Glossar
Mitwirkungspflicht
Aktualisiert 12. Juni 2026
Mitwirkungspflicht ist die gesetzliche Verpflichtung von Steuerpflichtigen, an der Ermittlung steuerlich relevanter Sachverhalte aktiv mitzuwirken – also alle erheblichen Tatsachen vollständig und wahrheitsgemäß offenzulegen sowie bekannte Beweismittel von sich aus anzugeben. Rechtsgrundlage ist § 90 der Abgabenordnung (AO).
Erweiterte Pflicht bei Auslandssachverhalten
Für Krypto-Anleger entfaltet die Mitwirkungspflicht besondere Schärfe, weil das Finanzamt Transaktionen über ausländische Börsen oder dezentrale Protokolle regelmäßig als Auslandssachverhalte einstuft. In diesem Fall greift die erweiterte Mitwirkungspflicht nach § 90 Abs. 2 AO: Die Beweislast für die vollständige Aufklärung dieser Vorgänge liegt beim Steuerpflichtigen, nicht bei der Behörde. Laut den BMF-Schreiben von 2022 und 2025 gilt das ausdrücklich auch für dezentrale Exchanges (DEX), da auch dort in den meisten Fällen ein Auslandsbezug anzunehmen ist.

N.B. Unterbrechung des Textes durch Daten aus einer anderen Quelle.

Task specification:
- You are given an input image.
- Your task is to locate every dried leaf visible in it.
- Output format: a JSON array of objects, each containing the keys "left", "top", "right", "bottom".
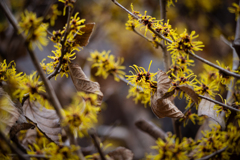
[
  {"left": 76, "top": 23, "right": 95, "bottom": 47},
  {"left": 23, "top": 100, "right": 62, "bottom": 143},
  {"left": 0, "top": 88, "right": 20, "bottom": 135},
  {"left": 178, "top": 84, "right": 198, "bottom": 104},
  {"left": 68, "top": 63, "right": 103, "bottom": 106},
  {"left": 108, "top": 147, "right": 133, "bottom": 160},
  {"left": 157, "top": 70, "right": 174, "bottom": 99},
  {"left": 10, "top": 123, "right": 35, "bottom": 139},
  {"left": 22, "top": 128, "right": 37, "bottom": 147},
  {"left": 151, "top": 92, "right": 184, "bottom": 118},
  {"left": 198, "top": 93, "right": 226, "bottom": 130}
]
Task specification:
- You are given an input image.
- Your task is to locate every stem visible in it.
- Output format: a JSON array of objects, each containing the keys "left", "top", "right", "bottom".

Konkret müssen Anleger folgende Informationen lückenlos dokumentieren und auf Anfrage vorlegen können:
- Anschaffungs- und Veräußerungszeitpunkte jeder Transaktion
- Genutzte Wallets und zugehörige Adressen
- Gegenwerte in Euro zum jeweiligen Transaktionszeitpunkt
- Jahresendbestände aller gehaltenen Positionen
- Herkunft der eingesetzten Mittel
Pseudonymisierung als Dokumentationsproblem
Ein strukturelles Problem ergibt sich aus der Pseudonymisierung der Blockchain: Öffentliche Schlüssel lassen sich nicht automatisch einer bestimmten Person zuordnen. Die bloße Mitteilung einer Wallet-Adresse an das Finanzamt reicht daher als Nachweis nicht aus. Anleger müssen stattdessen die Verbindung zwischen Adresse, Transaktion und ihrer eigenen Person nachvollziehbar belegen – etwa durch Exportdateien der genutzten Plattformen, Transaktionshistorien oder eigene Aufzeichnungen. Wer ausschließlich Non-Custodial Wallets verwendet, trägt dabei die volle Dokumentationslast selbst, da kein Drittanbieter Unterlagen beibringen kann.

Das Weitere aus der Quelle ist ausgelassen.